Le crédit pose bien une difficulté fondamentale.
On reviendra plus tard sur notre proposition d'un nouveau critère, l'engagement d'avance. Composite et inédite, l'expression est constituée de notions qui préexistent.
L'initiative s'autorise du besoin de proposer des idées pures (Des idées juridiques à la rencontre du droit bancaire... et financier, Lexbase, Etude, Hebdo édition affaires n°490 du 1er décembre 2016).
--------------------------------
1) Article L 313-1
Constitue une opération de crédit tout acte par lequel une personne agissant à titre onéreux met ou promet de mettre des fonds à la disposition d'une autre personne ou prend, dans l'intérêt de celle-ci, un engagement par signature tel qu'un aval, un cautionnement, ou une garantie.
Sont assimilés à des opérations de crédit le crédit-bail, et, de manière générale, toute opération de location assortie d'une option d'achat.
Il nous semble manifeste que l'avance de fonds n'est pas ce critère (contra : Th. Bonneau, 2017). Cette affaire le montre : le client ne bénéficie pas d'avance de fonds, seul le téléphone semble avancé (et encore, d'où le litige), mais la démonstration était déjà faite avec le le crédit-bail ou les promesses de paiement ou le crédit par signature.
En disant "opération", la loi semble dire quelque chose d'édifiant alors qu'elle ne fait que dresser un mur de fumée.
Après une première note de blog ci-dessous, citant une proposition de critère, prenons les choses d'un peu plus haut.
Pourquoi dire "opération", sinon pour abuser l'esprit ? La question est bien celle de savoir ce qu'est un crédit. Qu'on loge ce crédit dans ce que l'on peut appeler, avec plus ou moins de rigueur, "opération", ne modifie pas le problème fondamental posé.

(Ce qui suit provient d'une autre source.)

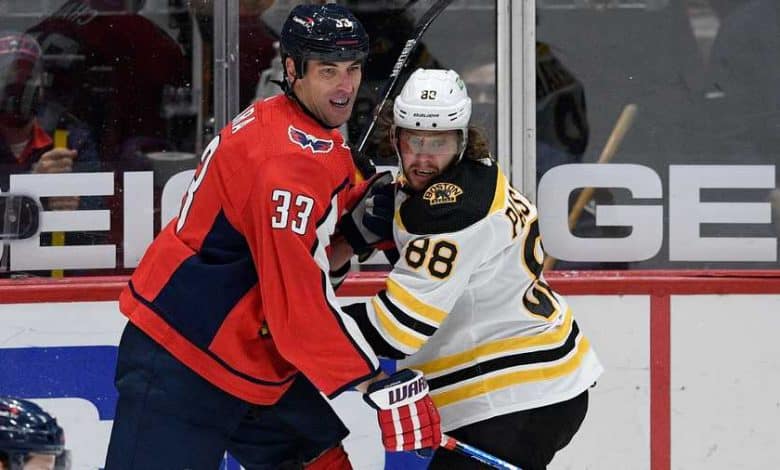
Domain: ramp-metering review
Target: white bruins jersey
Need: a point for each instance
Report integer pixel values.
(466, 302)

La notion d'opération a une fonction précise : globalisante, elle met ensemble des conventions de crédit dont on ne voit pas le critère commun. La notion d'opération est un voile habile qui semble donner la substance du crédit et qui, en vérité et de ce fait, la masque ; voilà le mur de fumée ; le prétexte imposant la notion "d'opération" est bien choisi : tout crédit ne passe pas, il est vrai, par un simple contrat, il semble parfois qu'il y ait un ensemble d'actes juridiques - à voir.
Le code de la consommation, à l'honneur dans cette décision FREE-SFR, fait comme la loi bancaire de 1984 ; même après trente ans de technocratie juridique aiguisée, les législateurs, ici et à Bruxelles, n'ont toujours pas donné le critère du crédit.
Nous avons dit, dans une note plus bas, que le critère d'avance de moyen, que nous avions en tête, et dans nos lignes (Droit bancaire et financier, Mare & Martin), devait être dépassé, affiné. Il pose le problème mais ne le règle qu'en partie. En somme, il faut nous faut mettre notre doctrine à néant pour retrouver l'être du crédit. La recherche est un existentialisme juridique !
Dans l'affaire FREE-SFR, la question s'est posée sous l'angle d'un problème d'égalité ou de loyauté dans la concurrence. La question emprunte alors le canal du droit de la consommation puisque l'offre était faite à des consommateurs. Mais ce fondement légal, commandé au juge à raison du fondement de l'assignation, du procès, n'est pas le centre du débat de la notion de crédit qui est posée dans les textes sur l'organisation bancaire (textes européens et nationaux, on limite le propos ici sans entrer dans le pur droit européen, d'autant que l'arrêt en est loin, quoiqu'il cite et se fonde sur la directive portant le crédit à la consommation).
Aucun jugement fondé sur le droit de la consommation ne saurait échapper aux principes monétaires et bancaires de l'Union européenne qui se trouvent dans les textes de nature bancaire, jusque dans les traités (TUE et TFUE), et non dans ceux relatifs au droit de la consommation.
Dans l'ordre positif, au vu des codes, et donc un peu basiquement, la question se pose car le crédit a inspiré la notion d'opération de crédit qui :
- regroupe les crédits réservés aux établissements de crédit et assimilés (art. L. 313-1, CMF) (1) ;
- regroupe certains crédits qui sont visés par le code de la consommation pour leur appliquer un régime de protection du client (régime appelé "crédit à la consommation" ou "crédit immobilier").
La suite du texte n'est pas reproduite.